ソフィアがそんな彼らに深く礼をした後に席に座ると、見かねた重鎮の一人が口を開く。
「さて、この件についてどれほど知っているのか。聞かせてもらおうか、ベテンブルグ卿?」
「……どれほど、と言われましても。この件については今しがた知らされたばかりですので」
ソフィアはできる限り冷静を装うように答えるが、それが彼にとっては余計に不愉快だったようで、立ち上がりがなり立てる。

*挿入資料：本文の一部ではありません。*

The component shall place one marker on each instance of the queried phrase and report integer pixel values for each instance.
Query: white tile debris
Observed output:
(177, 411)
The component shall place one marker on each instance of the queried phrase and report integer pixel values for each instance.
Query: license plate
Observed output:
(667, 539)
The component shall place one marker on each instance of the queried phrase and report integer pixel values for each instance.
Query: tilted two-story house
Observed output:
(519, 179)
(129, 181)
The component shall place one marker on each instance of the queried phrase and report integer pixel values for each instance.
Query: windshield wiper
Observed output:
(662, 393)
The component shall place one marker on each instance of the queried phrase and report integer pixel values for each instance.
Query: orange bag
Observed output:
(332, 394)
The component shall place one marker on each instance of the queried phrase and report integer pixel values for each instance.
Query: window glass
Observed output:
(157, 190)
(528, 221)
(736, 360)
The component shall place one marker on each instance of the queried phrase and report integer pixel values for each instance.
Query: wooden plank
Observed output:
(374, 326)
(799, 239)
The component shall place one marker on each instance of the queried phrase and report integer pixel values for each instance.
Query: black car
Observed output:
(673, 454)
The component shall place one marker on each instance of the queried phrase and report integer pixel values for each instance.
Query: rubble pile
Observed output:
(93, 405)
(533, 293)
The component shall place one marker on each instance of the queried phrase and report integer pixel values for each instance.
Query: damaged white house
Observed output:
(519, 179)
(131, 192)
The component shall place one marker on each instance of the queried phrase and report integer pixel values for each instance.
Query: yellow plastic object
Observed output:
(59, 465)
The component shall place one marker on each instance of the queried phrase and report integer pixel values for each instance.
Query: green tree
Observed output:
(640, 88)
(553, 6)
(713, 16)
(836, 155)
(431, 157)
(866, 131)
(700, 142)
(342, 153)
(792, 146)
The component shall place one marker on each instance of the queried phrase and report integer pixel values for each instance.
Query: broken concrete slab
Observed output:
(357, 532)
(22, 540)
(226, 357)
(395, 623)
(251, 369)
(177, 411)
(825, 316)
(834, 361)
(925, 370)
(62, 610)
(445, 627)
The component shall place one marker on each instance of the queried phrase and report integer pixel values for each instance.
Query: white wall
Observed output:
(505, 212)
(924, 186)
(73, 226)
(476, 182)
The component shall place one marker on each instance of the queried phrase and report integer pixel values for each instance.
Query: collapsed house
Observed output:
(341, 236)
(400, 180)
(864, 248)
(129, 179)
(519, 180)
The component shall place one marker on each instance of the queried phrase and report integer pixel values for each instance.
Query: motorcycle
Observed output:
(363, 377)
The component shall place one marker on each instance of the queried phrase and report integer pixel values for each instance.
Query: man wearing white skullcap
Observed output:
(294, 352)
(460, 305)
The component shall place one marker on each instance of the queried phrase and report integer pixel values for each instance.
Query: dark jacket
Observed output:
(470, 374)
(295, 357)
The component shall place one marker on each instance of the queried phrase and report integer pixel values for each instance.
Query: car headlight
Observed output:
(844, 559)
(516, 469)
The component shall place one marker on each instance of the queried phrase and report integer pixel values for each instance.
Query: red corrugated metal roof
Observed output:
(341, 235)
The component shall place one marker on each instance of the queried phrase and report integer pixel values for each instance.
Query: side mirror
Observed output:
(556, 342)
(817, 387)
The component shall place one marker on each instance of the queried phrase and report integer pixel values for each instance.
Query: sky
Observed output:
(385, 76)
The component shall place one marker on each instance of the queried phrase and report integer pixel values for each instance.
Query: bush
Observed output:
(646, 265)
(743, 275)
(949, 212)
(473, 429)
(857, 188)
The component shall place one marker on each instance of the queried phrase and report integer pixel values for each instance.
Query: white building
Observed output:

「ふざけるなっ! この件について、貴様は無関係を主張するつもりか!」
「勿論、数年前の遺恨は未だ忘れてはおりません。ですが、それと賢者の法の再興は別件で、私が責められるいわれはないはずです」
「なるほど……あくまで、白を切るつもりなのだな」
彼の激昂の理由に心当たりがないため、ソフィアは段々と困惑が隠せなくなってくる。
だが、そんな彼女に助け舟を出すかのように、一人の男が口を開いた。
「もうよい。この様子では、ベテンブルグ卿が関係しているとは考えにくい」
「ですが、陛下……!」
「よい、と言っている。それとも私に恥をかかせるつもりか?」
ねめつけながらそう語る彼の姿には、確かに王の貫禄があった。
それを間近で見た彼は、先ほどの様子とは裏腹に借りてきた猫のようにおとなしくなってしまう。
しかし、それでも彼女の気は晴れてはいなかった。
「さて、ベテンブルグ卿。貴公はこの件とは無関係ということで構わないのだな?」
「はい。少なくとも、賢者の法の再興については関知してはいません」
「……再度確認する。本当に、関係ないのだな」
「……? はい」
彼女の答えに一度息をついた後、厳かに彼は口を開く。
その時の彼の言葉には、今一番聞きたくはない彼の名前があった。
部屋に戻ると、彼女は目の前にあるソファに横たわる。
だが、反対に彼女の頭の中はこれ以上ないほどに混乱していた。
「……どうして、ですか」
何とかひねり出す声。
しかし、あまりにもかぼそすぎる声のため、誰かに届く前に消えてしまう。
しかし、それでも……彼女の小さな胸を締め付けるには十分すぎるほどだった。
「ベテンブルグ様、お疲れさまでした。それで、今後の方針は……」
「……明日、ザールとともにフォルセへ向かいます。それまで、寝かせてください」
「え? ですが……」
彼女は一度窓の外をちらりと見た後、もう一度ソフィアの顔に目を落とす。
そして、何かを悟ったかのようにほほ笑むと、そっと毛布を掛けた。
「かしこまりました。後の書類は私の方で片づけておきますので、どうぞごゆるりと」
「……ありがとうございます。本当に、ありがとうございます」
「いえいえ」
彼女はクッションに顔をうずめ目をつむり、心の底からメアに感謝をする。
同時に、彼女をこの件に巻き込みたくない、とも。
しばらくして、ノックの音がこだまする。
彼女は目を擦りながら、不明瞭な頭でなんとか「どうぞ」と応じる。
「私だ、ソフィア」
「……ザールですか」
「その様子だと、聞かされたようだな」
彼は部屋に上がり込み、扉を閉めてソファにもたれかかる。
彼女もそれに倣いソファから体を起こし、彼と向き合う。
「何の用ですか。出来れば、早く済ませてください」
「安心しろ。私だって長居するつもりなどない」
彼はそう言って一度息を吐くと、膝に頬杖をついた。
「明日は早朝六時に出発する。それまでに支度をしていけ」
「……それだけですか」
「…………そうだ。それを伝えに来た」
そう言うと、彼は立ち上がり部屋から出ようとする。
そして、ドアノブを握った後に一度ソフィアの方へ振り返った後、そのまま出て行ってしまった。
彼がいなくなった後に、ソフィアは窓の外を眺める。
まだ、雨は降り続いている。
「……う……ぁ……」
誰もいないのを確認した後、彼女は声を押し殺して泣き始める。
ずっと信頼してきた、ずっと背中を追い続けていた存在に、裏切られた。
その事実は、彼女の背中には大きく、冷たく重いものに感じられた。
「……う……ぅ、あ……」
声を殺し泣き続ける彼女の脳裏に、様々なことが思い浮かぶ。
私が側にいなかったからだ。
私が見守ってあげられなかったからだ。
そんな自責の念が、彼女の後悔という感情を膨張させ続けていた。
「ラザレス……ラザレスっ……!」
彼の名を呼ぶ。
だけど、勿論来るわけがない。
でも、呼ばずにはいられなかった。
しかし、たった一つの記憶が、彼女の壊れそうな心をどうにかして守っていた。
それは、どこか遠い、いつのことだったかわからないような、あまりにも不鮮明な記憶。
薄暗いどこかの場所で、彼女はラザレスと口付けを交わした。
夢で見ただけかもしれない。
それでも、そんな記憶が、たったそれだけの記憶が、彼女の心を守り続けていた。